Mike Sellers posts on religion and MMOGs over at Terra Nova, and it's one tricky subject. Read the subtle post carefully, then see how the comments shoot off in different directions.
A few thoughts:
- There's a huge difference between religion as sociology (character types, guilds, buildings, laws) and religion as game ontology (prayer works, gods are more than powerful NPCs, eschatology is part of the game, etc). What if characters had a religious logic to reincarnation - i.e., rewarded for ethical behavior, punished for violations.
- There's a vast difference between religion as magic and religion as, well, religion. Think about what it means to have spells work without any other signs of that numinous superstructure, or what it means to play a character worried about the afterlife without access to any magic. A good object to focus on would be prayer - imagine a game where prayer isn't magic, might not work, and its mechanism isn't immediately accessible.

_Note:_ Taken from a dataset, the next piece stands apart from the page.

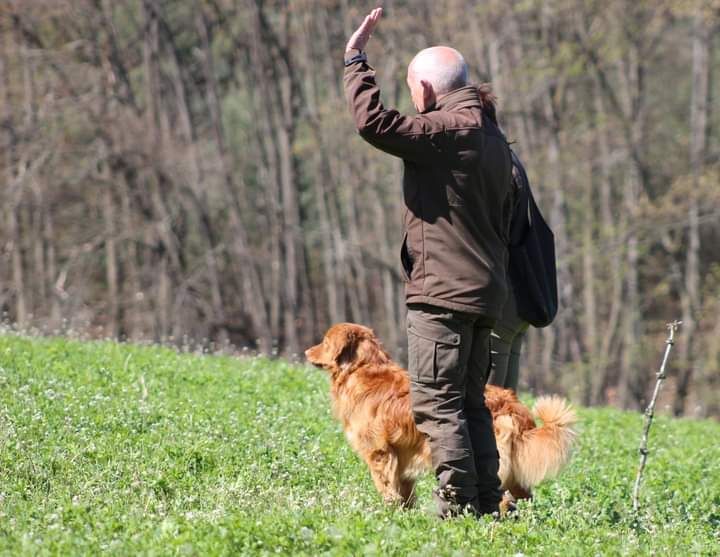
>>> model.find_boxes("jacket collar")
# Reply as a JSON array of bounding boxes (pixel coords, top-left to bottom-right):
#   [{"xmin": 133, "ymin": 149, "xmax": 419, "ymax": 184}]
[{"xmin": 434, "ymin": 85, "xmax": 482, "ymax": 111}]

- Could one sect in a schism be ultimately right? How would players learn that? Indeed, would settling a religious dispute be a workable game structure? Hypothetical: a religion splits over a rite. It turns out that rite #2 is actually efficacious, and rite #1 has been flawed for centuries. Would religious war be a good thing? Would characters have to perform some eschatological struggle, like the harrowing of hell, to redeem older generations, and how would that be rewarded in-game?
- How much of a religious structure could be hidden from players? One character's developmental arc could be the progressive discovery of truth through study, ritual, traveling to holy sites, learning from teachers. Siddhartha the MMOG. But what would be the ethics in making such a structure truly mysterious, rather than historically so? What would it mean for a person to play a character who learns, after investing money and time, that they must behave in ways they find repellent, in order to fit with the revealed truth of that world?
- I await a series of religion's games. Shia, Mormonism, Shinto, etc., the MMOG. Like the Pentagon's game, each of these would teach, reward, delight, and spread the wor(l)d.
Wow.
I've been away from your blog for awhile; good thing I still had it in my bookmarks.